Tricky Issues to Address While Teaching
Native Americans Are Stereotyped: When Tom Sawyer was published, a common stereotype of Native Americans was that they were frightening “others,” fundamentally different from white Americans. Unfortunately, Injun Joe is a static antagonist whose main trait is that he is evil—every event which involves him also includes violence of some kind, often exacted upon innocents. Readers never learn any concrete reasoning to give cause to Injun Joe’s actions other than monetary greed and revenge for the Judge’s prior treatment. He simply is evil because he is.
- What to do: Note when teaching that Injun Joe, though problematically defined by and alienated because of his race, he is primarily portrayed as evil due to his actions rather than his heritage. A lesson on the racial landscape and history of the American South helps contextualize this portrayal of Native Americans without excusing its prejudice.
The Dialect Is Difficult to Read and Contains Racist Language: One of the first popular writers to render thick American dialect throughout his works, Twain was a master of transcribing natural-sounding dialogue. At first glance, students may be intimidated by the abundance of apostrophes and elided words. Racial terms that are seen as derogatory today remain in the text so that time-period-appropriate realism remains. However ugly it make be, it is important to remember that it existed.
- What to do: Encourage students to slow down and maybe even read aloud passages rich in dialogue, which work best when heard rather than skimmed over. Act out passages as if reciting a play, and make note for your students on how the dialect contributes to a sense of “being there” in-scene with the characters.
The Plot Is Slow and Sporadic: A common criticism of Tom Sawyer is that the plot takes a while to build up momentum. Remind students that the opening chapters’ slowness reflects the easiness of childhood; when nostalgically looking back on previous events, many writers tend to emphasize the carefree, leisurely memories rather than busied or traumatic ones. Twain sought in part to write a book that portrayed a rosy childhood. The book picks up after a number of chapters when Tom is forced to mature in some way and begin making difficult choices.

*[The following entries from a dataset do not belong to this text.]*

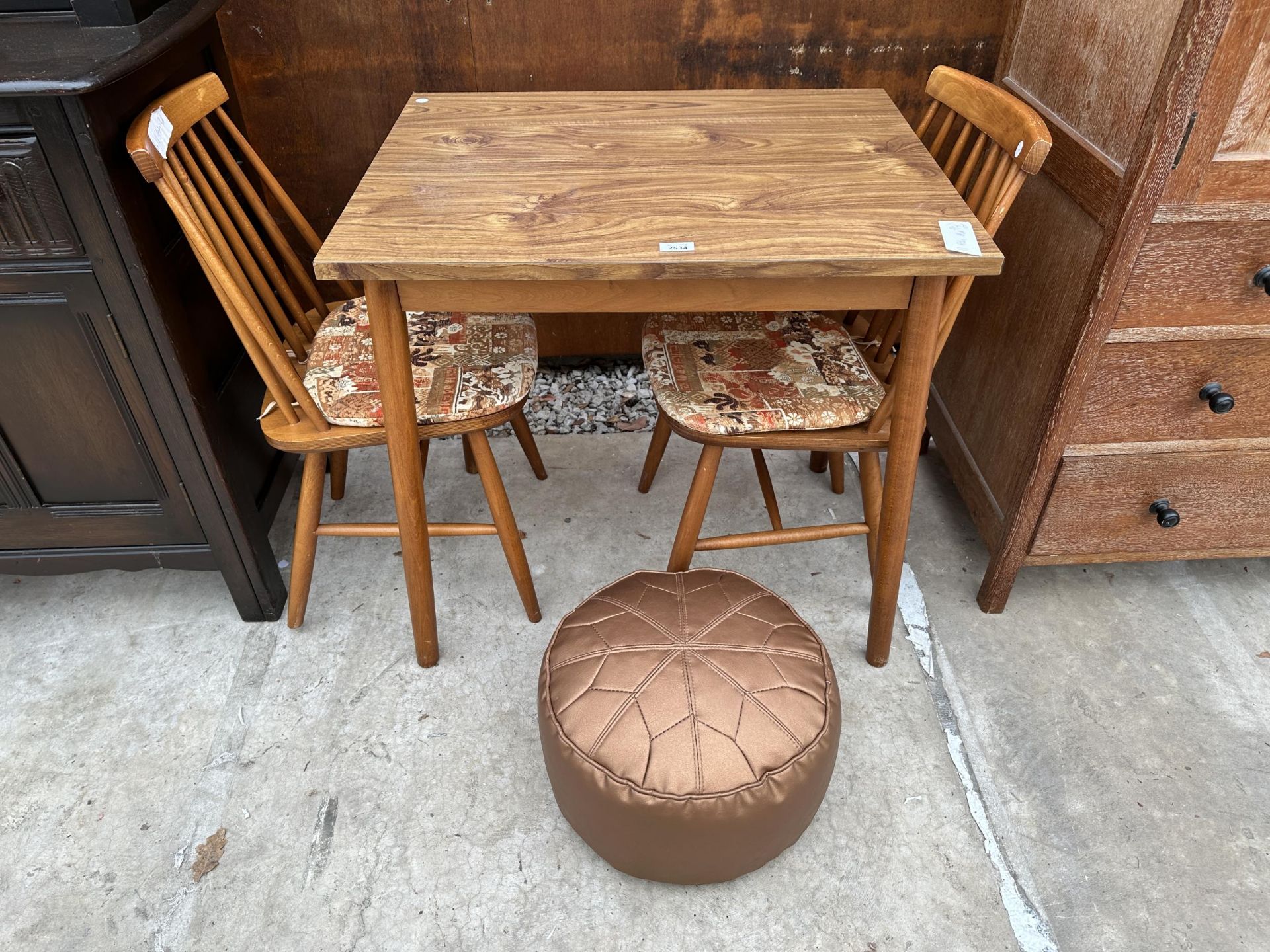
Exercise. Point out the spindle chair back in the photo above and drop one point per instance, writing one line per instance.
(987, 143)
(219, 190)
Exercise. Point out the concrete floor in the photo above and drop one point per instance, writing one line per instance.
(1111, 795)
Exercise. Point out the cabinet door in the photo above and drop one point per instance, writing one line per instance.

- What to do: Have students build a portrait of Tom’s characteristics based on his interactions with various townsfolk in the beginning chapters. What can readers learn about Tom from his interactions with Huck and his classmates? With Aunt Polly? With broader concepts like religion and truth? Point out how these chapters, while not strictly necessary for the plot, are placed at the beginning so that readers are able sympathize with St. Petersburg residents and empathize when unfortunate events befall them.
Alternative Teaching Approaches
While the main ideas, character development, and discussion questions above are typically the focal points of units involving this text, the following suggestions represent alternative readings that may enrich your students’ experience and understanding of the novel.
- Focus on Huck’s character development throughout the novel from scruffy outsider to reluctant participant in civilization. Also consider how Tom helps or hinders this process.
- Focus on the possibility that Tom doesn’t change or mature at all throughout the novel, especially in light of the final chapter’s light-hearted ending. It can be argued that despite his near-death experience, Tom still childishly views danger as adventure to be sought. Similarly, community reactions to Tom’s hijinks may just reinforce his behavior. Keep in mind, too, Tom’s complicated—and ultimately unnecessary—plan to free Jim in The Adventures of Huckleberry Finn.
- Focus on the novel’s female characters as foils for Tom’s immaturity. Becky and Aunt Polly are good people to start with. When she rips her book, Becky motivates Tom to lie for a good reason, rather than for fun, and Aunt Polly imparts a conscience in Tom after he crashes his own funeral. How do they show themselves to be wiser than and spur change in Tom?